A transactional perspective would have to consider, amongst others, such ‘risk factors’ as the family’s socio-economic background (occupation, income and housing situation); the state of the inter-parental relationship (that is, where both parents are present) and the degree of domestic conflict/harmony in the household; the mental state of the mother in particular, and her degree of responsiveness towards the child; parental ‘styles’ and attitudes towards, and interactions with, the child; and the child’s relations with her siblings and other significant family members, as well as the child’s temperament, and even the child’s gender.
It is difficult, within this perspective, to unpack and identify simplistic ’causes’ for disturbing behaviour, but it should be clear that the child’s behaviour can contribute to how it is perceived and treated by parents, siblings and others including, at a later stage, friends, teachers and members of the broader community.

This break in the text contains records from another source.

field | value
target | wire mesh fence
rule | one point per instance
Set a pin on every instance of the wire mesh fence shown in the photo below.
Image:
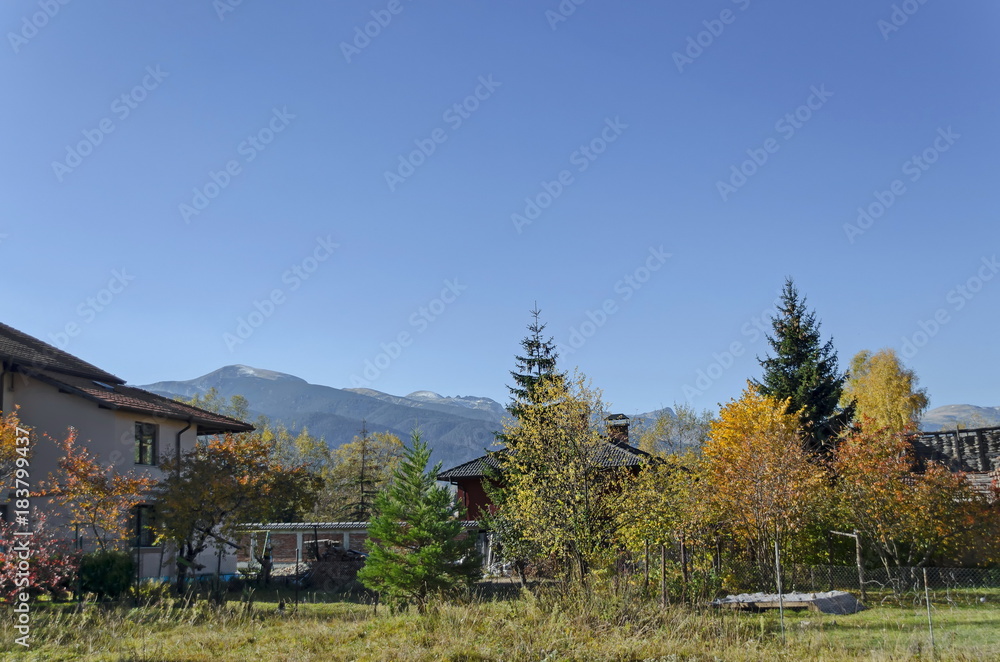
(699, 578)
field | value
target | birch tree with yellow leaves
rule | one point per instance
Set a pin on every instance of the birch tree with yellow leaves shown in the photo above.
(762, 484)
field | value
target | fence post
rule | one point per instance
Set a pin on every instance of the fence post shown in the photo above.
(861, 564)
(645, 584)
(663, 576)
(781, 599)
(927, 598)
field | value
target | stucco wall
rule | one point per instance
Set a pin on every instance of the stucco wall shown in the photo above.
(110, 435)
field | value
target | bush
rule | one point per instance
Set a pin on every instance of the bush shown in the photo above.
(106, 574)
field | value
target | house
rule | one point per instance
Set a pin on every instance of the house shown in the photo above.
(122, 425)
(974, 452)
(469, 477)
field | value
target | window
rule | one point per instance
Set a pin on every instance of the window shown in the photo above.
(144, 533)
(145, 443)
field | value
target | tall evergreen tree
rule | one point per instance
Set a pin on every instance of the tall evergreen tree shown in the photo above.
(418, 545)
(538, 364)
(804, 371)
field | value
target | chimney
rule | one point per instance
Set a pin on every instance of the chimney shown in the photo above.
(617, 428)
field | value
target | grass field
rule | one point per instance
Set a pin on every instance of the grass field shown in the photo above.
(516, 627)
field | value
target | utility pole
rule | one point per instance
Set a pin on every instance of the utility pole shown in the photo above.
(362, 510)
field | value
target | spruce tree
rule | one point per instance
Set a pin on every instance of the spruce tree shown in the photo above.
(805, 371)
(536, 365)
(419, 547)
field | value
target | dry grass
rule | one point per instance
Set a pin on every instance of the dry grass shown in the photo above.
(582, 626)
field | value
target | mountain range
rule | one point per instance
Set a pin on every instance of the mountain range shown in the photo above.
(458, 428)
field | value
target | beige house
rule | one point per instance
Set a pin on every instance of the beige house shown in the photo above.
(124, 426)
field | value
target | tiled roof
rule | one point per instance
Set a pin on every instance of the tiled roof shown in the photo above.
(610, 455)
(129, 398)
(30, 354)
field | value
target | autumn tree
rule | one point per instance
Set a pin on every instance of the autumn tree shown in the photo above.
(356, 473)
(221, 484)
(803, 372)
(554, 485)
(762, 483)
(418, 545)
(11, 431)
(97, 498)
(52, 562)
(883, 390)
(907, 518)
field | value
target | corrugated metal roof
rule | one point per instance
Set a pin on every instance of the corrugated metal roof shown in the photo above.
(609, 455)
(322, 526)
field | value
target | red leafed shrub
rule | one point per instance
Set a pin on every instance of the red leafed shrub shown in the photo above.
(37, 564)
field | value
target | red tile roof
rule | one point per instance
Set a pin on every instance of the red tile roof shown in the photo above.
(129, 398)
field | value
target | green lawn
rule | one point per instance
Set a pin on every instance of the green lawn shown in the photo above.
(521, 627)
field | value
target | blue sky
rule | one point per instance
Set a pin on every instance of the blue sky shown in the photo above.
(191, 185)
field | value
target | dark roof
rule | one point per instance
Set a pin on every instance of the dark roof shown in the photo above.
(618, 454)
(129, 398)
(19, 350)
(472, 469)
(610, 455)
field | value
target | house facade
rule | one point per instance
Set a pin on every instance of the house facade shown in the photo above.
(121, 425)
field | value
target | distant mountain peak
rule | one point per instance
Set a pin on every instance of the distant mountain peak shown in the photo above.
(425, 395)
(239, 370)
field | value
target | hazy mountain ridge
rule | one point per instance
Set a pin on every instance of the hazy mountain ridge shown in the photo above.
(968, 416)
(458, 429)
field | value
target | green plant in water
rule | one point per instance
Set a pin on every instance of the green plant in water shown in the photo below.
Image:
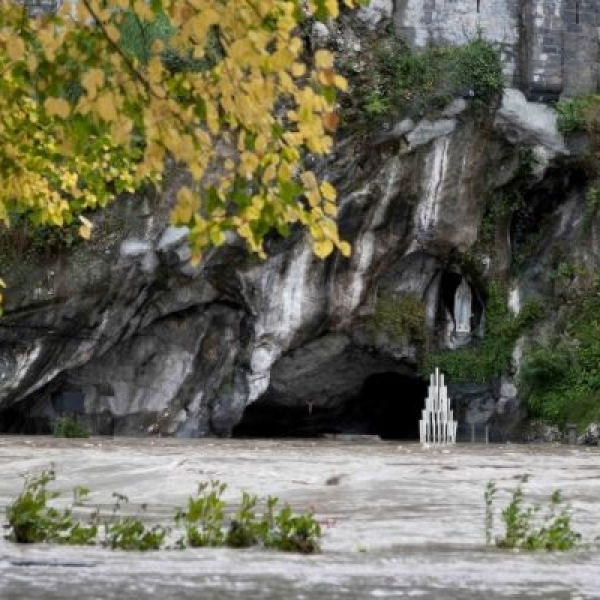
(131, 533)
(204, 516)
(69, 427)
(531, 527)
(32, 520)
(244, 529)
(292, 533)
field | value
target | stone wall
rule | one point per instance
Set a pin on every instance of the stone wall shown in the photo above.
(550, 47)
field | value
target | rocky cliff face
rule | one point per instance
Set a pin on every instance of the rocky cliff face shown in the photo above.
(127, 332)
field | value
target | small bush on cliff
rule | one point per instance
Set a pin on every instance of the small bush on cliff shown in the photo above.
(489, 357)
(526, 528)
(400, 318)
(400, 81)
(560, 379)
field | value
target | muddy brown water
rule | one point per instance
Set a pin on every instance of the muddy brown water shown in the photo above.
(400, 521)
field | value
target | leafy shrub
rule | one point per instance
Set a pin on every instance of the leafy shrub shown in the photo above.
(559, 379)
(204, 516)
(400, 81)
(204, 520)
(401, 317)
(490, 357)
(31, 520)
(70, 427)
(130, 533)
(526, 528)
(574, 113)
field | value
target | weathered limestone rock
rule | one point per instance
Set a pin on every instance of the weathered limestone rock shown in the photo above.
(529, 123)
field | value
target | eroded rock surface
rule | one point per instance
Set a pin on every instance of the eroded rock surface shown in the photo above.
(156, 345)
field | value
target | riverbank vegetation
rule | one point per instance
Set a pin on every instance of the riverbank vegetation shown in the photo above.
(206, 520)
(530, 527)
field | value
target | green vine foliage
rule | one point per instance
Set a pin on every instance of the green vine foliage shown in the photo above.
(401, 318)
(560, 379)
(490, 357)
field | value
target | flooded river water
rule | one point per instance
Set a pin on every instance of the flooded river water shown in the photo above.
(400, 521)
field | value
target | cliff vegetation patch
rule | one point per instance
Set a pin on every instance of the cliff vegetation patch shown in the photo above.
(559, 378)
(397, 81)
(489, 357)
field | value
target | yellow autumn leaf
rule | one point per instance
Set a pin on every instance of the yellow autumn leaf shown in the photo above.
(85, 229)
(105, 107)
(91, 81)
(345, 248)
(58, 107)
(323, 248)
(328, 191)
(298, 69)
(323, 59)
(15, 48)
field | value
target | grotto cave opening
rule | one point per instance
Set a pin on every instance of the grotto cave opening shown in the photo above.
(391, 404)
(388, 405)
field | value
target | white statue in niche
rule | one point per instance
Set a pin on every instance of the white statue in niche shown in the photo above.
(462, 308)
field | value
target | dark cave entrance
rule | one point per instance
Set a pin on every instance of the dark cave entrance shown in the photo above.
(389, 405)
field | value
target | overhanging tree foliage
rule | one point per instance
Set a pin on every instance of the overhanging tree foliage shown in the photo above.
(225, 88)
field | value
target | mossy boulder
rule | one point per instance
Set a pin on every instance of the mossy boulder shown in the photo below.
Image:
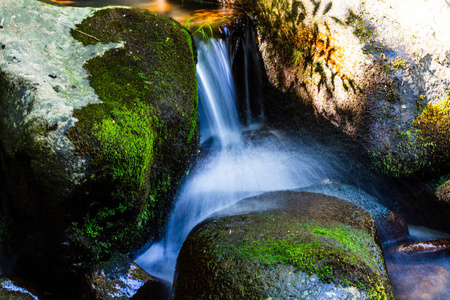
(365, 67)
(297, 245)
(390, 225)
(98, 124)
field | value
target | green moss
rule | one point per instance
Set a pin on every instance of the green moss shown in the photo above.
(424, 147)
(141, 138)
(433, 125)
(337, 253)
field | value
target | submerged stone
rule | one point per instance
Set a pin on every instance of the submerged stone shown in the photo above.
(296, 245)
(425, 247)
(391, 226)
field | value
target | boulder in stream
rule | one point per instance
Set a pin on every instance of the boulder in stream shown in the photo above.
(12, 288)
(391, 226)
(284, 245)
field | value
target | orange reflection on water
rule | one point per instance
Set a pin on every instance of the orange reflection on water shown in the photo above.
(206, 16)
(160, 6)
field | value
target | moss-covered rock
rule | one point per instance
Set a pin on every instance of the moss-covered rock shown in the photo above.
(443, 192)
(366, 68)
(390, 226)
(141, 137)
(94, 135)
(299, 245)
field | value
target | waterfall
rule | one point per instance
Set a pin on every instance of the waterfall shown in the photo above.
(237, 165)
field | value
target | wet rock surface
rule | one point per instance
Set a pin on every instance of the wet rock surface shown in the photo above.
(97, 126)
(425, 247)
(120, 278)
(391, 226)
(14, 289)
(419, 281)
(366, 67)
(297, 245)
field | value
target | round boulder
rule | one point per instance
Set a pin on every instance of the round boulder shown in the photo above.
(295, 245)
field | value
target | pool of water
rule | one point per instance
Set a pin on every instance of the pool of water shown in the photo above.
(197, 12)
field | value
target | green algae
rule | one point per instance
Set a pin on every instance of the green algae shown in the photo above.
(142, 136)
(423, 147)
(336, 253)
(281, 252)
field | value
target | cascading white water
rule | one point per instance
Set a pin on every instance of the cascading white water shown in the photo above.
(236, 167)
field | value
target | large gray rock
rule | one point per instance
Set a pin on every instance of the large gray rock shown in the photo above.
(295, 245)
(377, 70)
(98, 123)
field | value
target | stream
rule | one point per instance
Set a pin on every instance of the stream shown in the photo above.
(242, 156)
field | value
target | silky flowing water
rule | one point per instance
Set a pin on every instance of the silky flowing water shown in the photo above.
(240, 156)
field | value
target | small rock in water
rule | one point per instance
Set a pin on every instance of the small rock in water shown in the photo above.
(425, 247)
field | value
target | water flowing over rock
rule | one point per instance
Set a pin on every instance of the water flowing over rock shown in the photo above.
(425, 247)
(14, 289)
(120, 278)
(98, 123)
(284, 245)
(379, 74)
(391, 226)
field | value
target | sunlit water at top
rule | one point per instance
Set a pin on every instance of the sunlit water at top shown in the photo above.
(238, 164)
(197, 12)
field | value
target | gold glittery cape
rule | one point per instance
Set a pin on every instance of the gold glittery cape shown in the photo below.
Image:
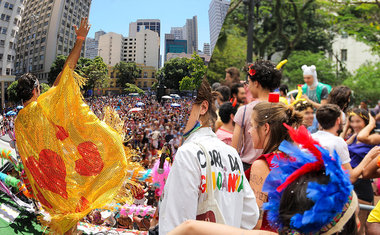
(74, 162)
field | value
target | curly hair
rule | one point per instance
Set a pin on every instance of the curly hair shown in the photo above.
(25, 86)
(340, 96)
(275, 114)
(266, 74)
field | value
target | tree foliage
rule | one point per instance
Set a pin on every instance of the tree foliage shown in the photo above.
(127, 73)
(280, 27)
(174, 71)
(366, 83)
(356, 18)
(197, 70)
(96, 72)
(293, 74)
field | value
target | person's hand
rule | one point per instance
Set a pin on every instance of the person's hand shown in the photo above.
(83, 29)
(305, 97)
(374, 152)
(372, 121)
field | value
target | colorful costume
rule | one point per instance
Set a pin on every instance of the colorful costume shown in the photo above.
(74, 162)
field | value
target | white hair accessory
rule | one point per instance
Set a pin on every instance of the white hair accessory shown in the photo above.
(311, 70)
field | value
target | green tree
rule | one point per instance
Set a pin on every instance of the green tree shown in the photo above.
(174, 71)
(365, 83)
(132, 88)
(56, 68)
(127, 73)
(360, 19)
(12, 92)
(44, 87)
(197, 70)
(293, 74)
(96, 73)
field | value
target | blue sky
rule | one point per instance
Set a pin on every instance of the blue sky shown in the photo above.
(115, 15)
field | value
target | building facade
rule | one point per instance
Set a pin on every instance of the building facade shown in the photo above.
(141, 24)
(47, 31)
(191, 29)
(145, 80)
(110, 48)
(142, 49)
(178, 32)
(10, 19)
(207, 49)
(173, 45)
(92, 45)
(351, 53)
(216, 13)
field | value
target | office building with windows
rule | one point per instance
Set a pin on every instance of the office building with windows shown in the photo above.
(47, 31)
(10, 19)
(216, 13)
(173, 45)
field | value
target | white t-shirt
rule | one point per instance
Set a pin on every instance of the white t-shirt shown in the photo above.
(332, 142)
(186, 184)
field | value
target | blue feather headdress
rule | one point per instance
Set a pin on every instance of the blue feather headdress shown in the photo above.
(331, 200)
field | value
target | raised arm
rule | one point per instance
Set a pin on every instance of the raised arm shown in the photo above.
(73, 58)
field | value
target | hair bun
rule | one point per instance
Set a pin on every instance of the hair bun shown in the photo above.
(294, 118)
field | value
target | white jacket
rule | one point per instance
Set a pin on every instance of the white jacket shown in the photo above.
(186, 184)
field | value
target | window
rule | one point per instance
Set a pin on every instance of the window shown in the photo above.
(343, 54)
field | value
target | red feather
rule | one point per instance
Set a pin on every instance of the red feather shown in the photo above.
(313, 166)
(303, 137)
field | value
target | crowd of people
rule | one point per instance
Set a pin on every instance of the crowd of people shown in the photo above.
(245, 158)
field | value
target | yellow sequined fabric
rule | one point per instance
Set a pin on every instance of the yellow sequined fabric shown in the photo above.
(74, 162)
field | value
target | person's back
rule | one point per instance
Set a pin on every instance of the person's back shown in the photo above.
(185, 189)
(329, 117)
(188, 179)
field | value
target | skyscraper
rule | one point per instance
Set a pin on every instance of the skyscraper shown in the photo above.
(216, 13)
(110, 48)
(10, 19)
(92, 45)
(191, 31)
(178, 32)
(152, 24)
(206, 49)
(173, 45)
(47, 31)
(142, 49)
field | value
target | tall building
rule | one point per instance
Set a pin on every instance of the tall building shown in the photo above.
(139, 25)
(47, 31)
(216, 14)
(191, 31)
(110, 48)
(178, 32)
(206, 49)
(143, 48)
(92, 45)
(173, 45)
(11, 12)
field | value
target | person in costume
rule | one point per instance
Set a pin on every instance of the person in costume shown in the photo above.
(367, 136)
(358, 119)
(308, 193)
(306, 110)
(74, 162)
(263, 78)
(203, 156)
(267, 133)
(313, 91)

I could give a large number of specific individual case-studies from my own work with disturbed/disturbing children which would illustrate how difficult it is to isolate the causes of their behaviour, much less offer treatment, but perhaps it may be more enlightening to refer to a pattern which I have seen persistently.
My small EBD special unit is based in an inner-city ‘sink estate’ in a large provincial city. The area in which I work is economically deprived with a very high incidence of unemployment local, especially amongst men. The neighbourhood is plagued by crimes such as car theft, burglary and mugging, often carried out by young men in pursuit of cash to buy heroin and crack cocaine, to which many are addicted. The local authority uses its stock of council housing in the area to locate ‘problem families’ and single mothers (quite often under-16).
Many parents themselves left school without any qualifications whatsoever, or failed to complete school, and there is little enthusiasm for or faith in the formal education system. The incidence of family breakdown, often exacerbated by poverty is high. There are very few affordable community resources available for young people, particularly in the evening, and recreational drug (hashish and marihuana) and alcohol use would appear almost de rigueur amongst children from around 12 and upwards. Within this context I have worked with many young people who have presented challenging behaviour.
Virtually without exception, the children have all been from low-income single-parent (mother) homes where there are often two or three siblings present, quite frequently with different fathers. There are few stable elements in the lives of these children. But not every child born and raised under similar or even identical circumstances within the estate presents challenging and disturbing behaviour or EBDs. While it is hard to imagine, applying the notion of ‘goodness of fit’ of any kind of temperamental characteristics that will enable a child to thrive under such circumstances, some apparently do.